Referring to FIG. 5, the SCART connector 21 outputs the output voltages received from the tuner 20 at an eighth pin of the SCART connector 21. The voltage divider 23 includes a voltage-limiting component 24, a first resistor (R1) and a second resistor (R2). The voltage-limiting component 24 has one end that is electrically connected to the eighth pin of the SCART connector 21, and the other end that is grounded. The first resistor (R1) is electrically connected between the SCART connector 21 and an analog-to-digital converter (ADC) pin of the SOC 22. The second resistor (R2) has one end that is electrically connected to the ADC pin of the SOC 22, and the other end that is grounded.

The voltage-limiting component 24 is configured to limit the divided voltage at a common node (n) between the first and second resistors (R1, R2) to be not greater than 3.3V. Specifically, the voltage-limiting component 24 may shunt excess current when the output voltages from the eighth pin of the SCART connector 21 exceed 3.3V. In practice, the divided voltages at the common node (n) between the first and second resistors (R1, R2) are less than 3V for the sake of safety. For instance, a ratio of a resistance value of the first resistor (R1) to that of the second resistor (R2) is preferably 21:4. Accordingly, the divided voltage at the common node (n) between the first and second resistors (R1, R2) will be substantially 2.08V when the output voltage from the tuner 20 is 13V, and will be substantially 2.88V when the output voltage from the tuner 20 is 18V. The values of 2.08V and 2.88V will be recorded in the SOC 22 in advance as default values.

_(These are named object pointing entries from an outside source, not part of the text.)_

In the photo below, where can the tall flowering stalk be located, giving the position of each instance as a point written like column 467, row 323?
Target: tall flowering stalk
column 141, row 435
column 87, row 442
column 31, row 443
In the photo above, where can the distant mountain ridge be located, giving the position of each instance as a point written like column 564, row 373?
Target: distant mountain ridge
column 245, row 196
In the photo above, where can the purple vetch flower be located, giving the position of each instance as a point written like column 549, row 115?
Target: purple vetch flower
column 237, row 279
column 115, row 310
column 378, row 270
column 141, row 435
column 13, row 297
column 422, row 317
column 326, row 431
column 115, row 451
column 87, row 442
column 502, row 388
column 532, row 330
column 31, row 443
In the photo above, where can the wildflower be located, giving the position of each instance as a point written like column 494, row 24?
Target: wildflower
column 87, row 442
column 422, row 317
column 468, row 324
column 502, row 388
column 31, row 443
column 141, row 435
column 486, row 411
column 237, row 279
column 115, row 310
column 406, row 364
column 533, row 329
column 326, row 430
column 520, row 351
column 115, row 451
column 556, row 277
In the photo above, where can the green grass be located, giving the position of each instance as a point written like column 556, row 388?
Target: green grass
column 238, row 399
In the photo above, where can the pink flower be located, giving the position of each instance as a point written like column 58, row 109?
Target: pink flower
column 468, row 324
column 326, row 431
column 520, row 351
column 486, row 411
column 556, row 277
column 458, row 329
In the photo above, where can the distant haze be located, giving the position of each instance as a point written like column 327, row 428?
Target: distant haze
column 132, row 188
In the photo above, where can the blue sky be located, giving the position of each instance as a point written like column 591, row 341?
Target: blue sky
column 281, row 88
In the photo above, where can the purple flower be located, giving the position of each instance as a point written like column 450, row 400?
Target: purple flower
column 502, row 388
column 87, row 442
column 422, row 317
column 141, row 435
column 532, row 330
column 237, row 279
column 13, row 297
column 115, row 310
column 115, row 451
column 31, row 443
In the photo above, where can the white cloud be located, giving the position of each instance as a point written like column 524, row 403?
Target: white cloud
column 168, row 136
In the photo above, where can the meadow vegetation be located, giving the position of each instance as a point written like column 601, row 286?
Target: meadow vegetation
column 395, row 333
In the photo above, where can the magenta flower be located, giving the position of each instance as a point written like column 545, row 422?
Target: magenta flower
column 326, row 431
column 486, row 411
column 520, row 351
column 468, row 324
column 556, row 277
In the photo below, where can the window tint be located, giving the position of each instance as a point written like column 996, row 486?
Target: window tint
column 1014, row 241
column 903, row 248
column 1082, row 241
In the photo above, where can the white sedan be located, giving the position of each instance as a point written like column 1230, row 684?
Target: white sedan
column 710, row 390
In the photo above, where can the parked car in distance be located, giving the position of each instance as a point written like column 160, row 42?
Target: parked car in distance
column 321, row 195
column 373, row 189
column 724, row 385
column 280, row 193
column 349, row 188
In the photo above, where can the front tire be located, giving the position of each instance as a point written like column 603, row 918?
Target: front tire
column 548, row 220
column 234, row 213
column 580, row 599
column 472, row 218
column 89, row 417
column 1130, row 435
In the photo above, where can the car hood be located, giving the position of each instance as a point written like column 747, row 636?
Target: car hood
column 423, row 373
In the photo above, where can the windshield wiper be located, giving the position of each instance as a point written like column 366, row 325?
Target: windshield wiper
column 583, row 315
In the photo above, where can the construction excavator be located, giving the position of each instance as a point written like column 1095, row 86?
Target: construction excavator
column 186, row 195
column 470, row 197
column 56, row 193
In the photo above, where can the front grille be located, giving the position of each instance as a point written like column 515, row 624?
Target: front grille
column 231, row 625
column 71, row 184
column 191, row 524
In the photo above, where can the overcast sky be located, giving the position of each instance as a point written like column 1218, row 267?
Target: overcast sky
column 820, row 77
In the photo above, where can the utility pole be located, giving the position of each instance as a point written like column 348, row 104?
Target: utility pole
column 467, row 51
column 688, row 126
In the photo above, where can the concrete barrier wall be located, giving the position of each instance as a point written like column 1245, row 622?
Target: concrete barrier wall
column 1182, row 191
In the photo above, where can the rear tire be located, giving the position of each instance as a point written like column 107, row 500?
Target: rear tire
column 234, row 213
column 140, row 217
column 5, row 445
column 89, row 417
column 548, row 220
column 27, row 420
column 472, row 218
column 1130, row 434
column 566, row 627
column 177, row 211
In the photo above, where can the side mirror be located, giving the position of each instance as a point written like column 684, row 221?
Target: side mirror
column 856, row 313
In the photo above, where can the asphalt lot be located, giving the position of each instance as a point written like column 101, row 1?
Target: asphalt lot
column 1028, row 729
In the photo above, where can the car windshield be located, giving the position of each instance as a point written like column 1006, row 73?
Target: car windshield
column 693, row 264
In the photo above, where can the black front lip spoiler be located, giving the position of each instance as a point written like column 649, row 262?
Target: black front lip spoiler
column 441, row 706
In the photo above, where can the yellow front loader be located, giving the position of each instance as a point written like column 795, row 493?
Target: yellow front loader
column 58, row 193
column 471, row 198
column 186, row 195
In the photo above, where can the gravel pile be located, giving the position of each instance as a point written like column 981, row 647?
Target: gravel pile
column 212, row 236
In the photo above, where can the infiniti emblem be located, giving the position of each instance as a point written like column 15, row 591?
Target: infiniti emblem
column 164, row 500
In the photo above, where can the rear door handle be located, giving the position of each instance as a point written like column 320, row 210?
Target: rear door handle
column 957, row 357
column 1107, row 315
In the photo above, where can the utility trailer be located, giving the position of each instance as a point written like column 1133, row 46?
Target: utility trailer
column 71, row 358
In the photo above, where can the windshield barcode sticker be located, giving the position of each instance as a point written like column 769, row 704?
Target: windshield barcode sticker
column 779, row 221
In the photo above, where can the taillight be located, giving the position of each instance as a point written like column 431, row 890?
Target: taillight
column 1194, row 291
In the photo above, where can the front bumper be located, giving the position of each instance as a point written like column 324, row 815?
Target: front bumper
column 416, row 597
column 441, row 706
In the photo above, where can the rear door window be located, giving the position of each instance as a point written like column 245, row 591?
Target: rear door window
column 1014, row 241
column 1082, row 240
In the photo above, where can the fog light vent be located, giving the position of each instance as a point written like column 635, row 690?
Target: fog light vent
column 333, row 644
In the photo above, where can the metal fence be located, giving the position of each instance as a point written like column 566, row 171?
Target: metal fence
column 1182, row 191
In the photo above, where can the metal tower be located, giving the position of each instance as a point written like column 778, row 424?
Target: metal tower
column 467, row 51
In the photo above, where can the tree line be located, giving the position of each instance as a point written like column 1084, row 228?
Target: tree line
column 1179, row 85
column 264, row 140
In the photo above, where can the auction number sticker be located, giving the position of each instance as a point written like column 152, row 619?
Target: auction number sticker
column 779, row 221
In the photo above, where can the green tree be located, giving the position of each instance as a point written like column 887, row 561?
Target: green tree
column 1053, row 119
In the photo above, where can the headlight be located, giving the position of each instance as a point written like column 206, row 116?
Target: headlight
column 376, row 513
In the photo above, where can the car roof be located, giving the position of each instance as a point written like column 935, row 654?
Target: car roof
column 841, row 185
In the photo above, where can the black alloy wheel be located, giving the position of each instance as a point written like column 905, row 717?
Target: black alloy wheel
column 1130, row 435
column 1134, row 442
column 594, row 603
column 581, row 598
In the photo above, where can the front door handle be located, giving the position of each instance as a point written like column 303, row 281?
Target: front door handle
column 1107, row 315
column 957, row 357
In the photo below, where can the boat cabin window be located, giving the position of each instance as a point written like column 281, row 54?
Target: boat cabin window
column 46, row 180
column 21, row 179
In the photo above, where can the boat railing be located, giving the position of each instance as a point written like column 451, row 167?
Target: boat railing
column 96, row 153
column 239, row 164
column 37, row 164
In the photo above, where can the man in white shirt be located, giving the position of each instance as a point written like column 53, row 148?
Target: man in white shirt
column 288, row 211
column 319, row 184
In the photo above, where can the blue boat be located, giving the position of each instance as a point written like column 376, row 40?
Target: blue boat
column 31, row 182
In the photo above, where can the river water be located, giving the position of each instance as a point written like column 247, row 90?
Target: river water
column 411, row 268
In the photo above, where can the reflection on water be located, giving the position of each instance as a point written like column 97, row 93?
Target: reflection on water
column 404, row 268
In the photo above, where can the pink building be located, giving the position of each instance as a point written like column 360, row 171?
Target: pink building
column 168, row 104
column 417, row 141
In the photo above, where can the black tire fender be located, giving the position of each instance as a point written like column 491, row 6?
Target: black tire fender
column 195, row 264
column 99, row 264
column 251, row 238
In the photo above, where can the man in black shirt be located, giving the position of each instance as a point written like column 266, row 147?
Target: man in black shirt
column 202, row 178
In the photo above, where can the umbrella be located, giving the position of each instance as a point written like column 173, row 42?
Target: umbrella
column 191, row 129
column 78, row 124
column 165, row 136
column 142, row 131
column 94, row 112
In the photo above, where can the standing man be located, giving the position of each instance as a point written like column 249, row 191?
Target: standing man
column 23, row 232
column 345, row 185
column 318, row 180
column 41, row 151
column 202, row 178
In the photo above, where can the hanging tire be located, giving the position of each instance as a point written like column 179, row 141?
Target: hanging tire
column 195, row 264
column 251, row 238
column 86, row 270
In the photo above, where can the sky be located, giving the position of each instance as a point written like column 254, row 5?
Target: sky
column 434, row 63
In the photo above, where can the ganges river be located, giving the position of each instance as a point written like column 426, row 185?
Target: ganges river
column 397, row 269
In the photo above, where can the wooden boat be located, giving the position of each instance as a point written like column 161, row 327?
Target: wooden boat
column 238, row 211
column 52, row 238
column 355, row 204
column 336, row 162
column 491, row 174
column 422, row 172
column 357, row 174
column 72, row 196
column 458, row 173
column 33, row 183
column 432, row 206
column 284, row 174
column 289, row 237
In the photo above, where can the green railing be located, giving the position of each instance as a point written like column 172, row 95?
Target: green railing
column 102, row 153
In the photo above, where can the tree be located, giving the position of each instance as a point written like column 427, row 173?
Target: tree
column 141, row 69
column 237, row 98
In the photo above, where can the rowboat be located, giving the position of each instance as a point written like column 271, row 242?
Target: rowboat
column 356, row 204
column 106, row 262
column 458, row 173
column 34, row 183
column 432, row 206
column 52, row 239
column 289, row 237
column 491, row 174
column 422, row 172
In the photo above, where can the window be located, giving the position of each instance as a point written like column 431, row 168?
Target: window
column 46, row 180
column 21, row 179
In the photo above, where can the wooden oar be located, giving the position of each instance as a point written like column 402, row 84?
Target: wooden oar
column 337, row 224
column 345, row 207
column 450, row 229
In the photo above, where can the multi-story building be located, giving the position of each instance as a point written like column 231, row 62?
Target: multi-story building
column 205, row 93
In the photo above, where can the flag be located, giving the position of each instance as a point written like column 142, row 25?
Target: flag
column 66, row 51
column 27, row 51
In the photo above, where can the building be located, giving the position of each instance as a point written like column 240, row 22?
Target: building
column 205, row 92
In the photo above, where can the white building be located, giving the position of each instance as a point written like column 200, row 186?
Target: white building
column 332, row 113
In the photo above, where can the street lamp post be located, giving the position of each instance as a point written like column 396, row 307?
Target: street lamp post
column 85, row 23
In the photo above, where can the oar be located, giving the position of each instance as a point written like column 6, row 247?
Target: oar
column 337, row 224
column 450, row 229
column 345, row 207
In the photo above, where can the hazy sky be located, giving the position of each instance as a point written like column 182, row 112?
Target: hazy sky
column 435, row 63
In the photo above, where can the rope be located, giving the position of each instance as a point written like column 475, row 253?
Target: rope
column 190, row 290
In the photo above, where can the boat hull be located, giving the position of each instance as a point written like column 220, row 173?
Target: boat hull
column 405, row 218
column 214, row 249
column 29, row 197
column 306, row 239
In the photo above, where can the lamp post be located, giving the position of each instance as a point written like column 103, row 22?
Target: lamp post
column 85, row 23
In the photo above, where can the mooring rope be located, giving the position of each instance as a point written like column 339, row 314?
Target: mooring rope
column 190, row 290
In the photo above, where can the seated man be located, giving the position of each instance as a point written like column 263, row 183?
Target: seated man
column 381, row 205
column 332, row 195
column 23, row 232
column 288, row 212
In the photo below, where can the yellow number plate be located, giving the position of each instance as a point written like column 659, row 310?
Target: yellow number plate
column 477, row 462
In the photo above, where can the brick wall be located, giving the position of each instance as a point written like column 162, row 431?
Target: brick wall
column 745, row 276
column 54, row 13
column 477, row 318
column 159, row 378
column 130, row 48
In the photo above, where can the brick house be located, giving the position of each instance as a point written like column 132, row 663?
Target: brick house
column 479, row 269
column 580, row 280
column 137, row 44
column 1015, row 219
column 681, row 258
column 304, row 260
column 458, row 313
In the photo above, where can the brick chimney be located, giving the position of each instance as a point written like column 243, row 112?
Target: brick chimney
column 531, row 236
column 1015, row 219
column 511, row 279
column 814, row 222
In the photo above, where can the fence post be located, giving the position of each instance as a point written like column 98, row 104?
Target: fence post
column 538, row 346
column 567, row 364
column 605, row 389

Referring to FIG. 6, when the tuner 20 supplies an output voltage to the SCART connector 21 through the adapter 5 in step S1, the SCART connector 21 outputs, at the eighth pin, the output voltage thus received to the voltage divider 23 in step S2. Then, the voltage divider 23 receives the output voltage from the SCART connector 21 in step S3, divides the output voltage into the divided voltage in step S4, and outputs the divided voltage to the ADC pin of the SOC 22 as the voltage signal in step S5. Upon receiving the voltage signal from the voltage divider 23 in step S6, the SOC 22 digitizes the voltage signal into a digital value in step S7, and determines whether the digital value conforms with the default value (i.e., 2.08 or 2.88 in this embodiment) in step S8. If the digital value is 2.08, this indicates that the tuner 20 normally outputs the output voltage of 13V. If the digital value is 2.88, this indicates that the tuner 20 normally outputs the output voltage of 18V. In these two cases, the SOC 22 outputs, via the SCART connector 21, a determination result to the display 31, enabling the display 31 to show a message “pass” thereon. In cases where the digital value is neither 2.08 nor 2.88, it is determined that the tuner 20 abnormally outputs the output voltage, and the SOC 22 outputs, via the SCART connector 21, a determination result to the display 31, enabling the display 31 to show a message “fail” thereon.

To conclude, in the embodiment of the present invention, the output voltage of the tuner 20 may be transmitted to the SCART connector 21 via the adapter 5, and then, the voltage divider 23 divides the output voltage from the SCART connector 21 into the divided voltage which is suitable for use by the SOC 22. Consequently, the SOC 22 may digitize the voltage signal (i.e., the divided voltage) into the digital value and automatically determine whether the digital value conforms with the default value. By virtue of the DVB-S receiver device 2 of the present invention, manual detection of the output voltage may be eliminated, thereby saving time, cost and manpower.

While the present invention has been described in connection with what is considered the most practical embodiment, it is understood that this invention is not limited to the disclosed embodiment but is intended to cover various arrangements included within the spirit and scope of the broadest interpretation so as to encompass all such modifications and equivalent arrangements.